A l’école, maintenant au foot, c’est la France contre le reste du monde… Il n’y a plus de voyages car les musulmans ne veulent pas que leurs filles partent avec des garçons. Le boulanger sert les hommes avant les femmes et parlent arabe à tout le monde… multitude d’exemples dans ce chapitre de ce que la rue est devenue, de plus en plus intolérante vis-à-vis de ce qui n’est pas musulman.

« A la lisière du XIe et du XXe, on ne brûle pas de voitures. On est déjà trop engagés dans un jeu de go, dans le silence. L’enjeu est territorial. De part et d’autre, on pousse ses pions, sans piper mot. A tel point que beaucoup d’entre nous ne s’aperçoivent de rien ou se disent et répètent aux autres, face aux indices s’accumulant : « Mais c’est calme ici. » Avec le recul, cette phrase est devenue pour moi la Kyrie eleison d’un « positivisme » compulsif, l’aveu qu’on ferme les yeux pour mieux ne rien entendre. »

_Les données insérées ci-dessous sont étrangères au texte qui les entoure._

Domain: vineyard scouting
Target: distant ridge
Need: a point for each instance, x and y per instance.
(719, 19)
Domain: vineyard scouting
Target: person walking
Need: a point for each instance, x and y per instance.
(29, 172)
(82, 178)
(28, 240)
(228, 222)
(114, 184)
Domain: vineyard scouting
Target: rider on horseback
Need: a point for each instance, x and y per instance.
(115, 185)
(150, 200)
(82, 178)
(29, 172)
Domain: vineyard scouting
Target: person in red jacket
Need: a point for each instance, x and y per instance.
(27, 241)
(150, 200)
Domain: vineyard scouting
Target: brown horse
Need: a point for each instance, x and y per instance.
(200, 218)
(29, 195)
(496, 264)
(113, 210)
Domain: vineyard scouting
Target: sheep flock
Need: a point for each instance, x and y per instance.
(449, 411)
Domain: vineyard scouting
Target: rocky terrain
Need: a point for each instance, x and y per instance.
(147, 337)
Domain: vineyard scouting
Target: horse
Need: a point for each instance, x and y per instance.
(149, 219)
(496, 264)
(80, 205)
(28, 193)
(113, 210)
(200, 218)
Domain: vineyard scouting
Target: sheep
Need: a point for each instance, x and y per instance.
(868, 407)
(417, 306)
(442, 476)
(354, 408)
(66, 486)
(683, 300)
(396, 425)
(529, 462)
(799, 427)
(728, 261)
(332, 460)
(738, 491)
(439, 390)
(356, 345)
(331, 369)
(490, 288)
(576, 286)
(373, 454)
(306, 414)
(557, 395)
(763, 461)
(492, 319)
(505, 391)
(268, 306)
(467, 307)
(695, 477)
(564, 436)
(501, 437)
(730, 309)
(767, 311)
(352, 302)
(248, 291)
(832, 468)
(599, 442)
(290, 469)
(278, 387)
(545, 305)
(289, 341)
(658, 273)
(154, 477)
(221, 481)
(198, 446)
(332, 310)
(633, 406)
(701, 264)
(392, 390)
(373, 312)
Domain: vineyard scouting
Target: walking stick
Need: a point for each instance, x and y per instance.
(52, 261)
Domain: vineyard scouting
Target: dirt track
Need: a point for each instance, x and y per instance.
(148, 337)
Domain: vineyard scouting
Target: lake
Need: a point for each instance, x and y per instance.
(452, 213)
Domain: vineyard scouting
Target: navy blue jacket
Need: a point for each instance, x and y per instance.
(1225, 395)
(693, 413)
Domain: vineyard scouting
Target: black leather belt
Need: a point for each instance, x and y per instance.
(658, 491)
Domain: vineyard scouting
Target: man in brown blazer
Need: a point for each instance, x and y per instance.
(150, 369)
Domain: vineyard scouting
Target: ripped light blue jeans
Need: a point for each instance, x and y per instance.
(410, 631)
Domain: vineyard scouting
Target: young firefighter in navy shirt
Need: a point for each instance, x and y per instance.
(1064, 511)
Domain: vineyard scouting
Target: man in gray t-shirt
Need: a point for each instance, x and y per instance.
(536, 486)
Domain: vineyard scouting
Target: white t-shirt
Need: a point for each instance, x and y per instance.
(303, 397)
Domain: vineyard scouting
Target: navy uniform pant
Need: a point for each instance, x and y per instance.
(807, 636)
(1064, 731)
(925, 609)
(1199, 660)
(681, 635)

XIII – Les prosélytes de la mosquée Omar

Description de l’intégriste Mohammed Hammami, de la force de son réseau et description de la radicalisation de Hervé Djamel Loiseau, qui ira avec d’autres de la mosquée Omar faire le djihad.

XIV – La mosquée prend ses quartiers

Agression contre les femmes (simples bousculades, insultes), changement vestimentaire dans la rue, multiplication des librairies islamiques, harcèlement des mauvais musulmans, agression de journaliste et comédienne connus pour leur position anti islamique. La mosquée Omar draine des gens des banlieues alors que les riverains préfèrent fréquenter deux autres lieux de prières. Face à ces pratiques mafieuses que faire : difficile de se lever tous les matins dans l’esprit d’un combattant ou militant. « et c’est ainsi que l’islam intégriste prend le pouvoir sur ce bout de rue parisienne, sans crier gare. Sous nos yeux, dans notre quartier « si sympa » ».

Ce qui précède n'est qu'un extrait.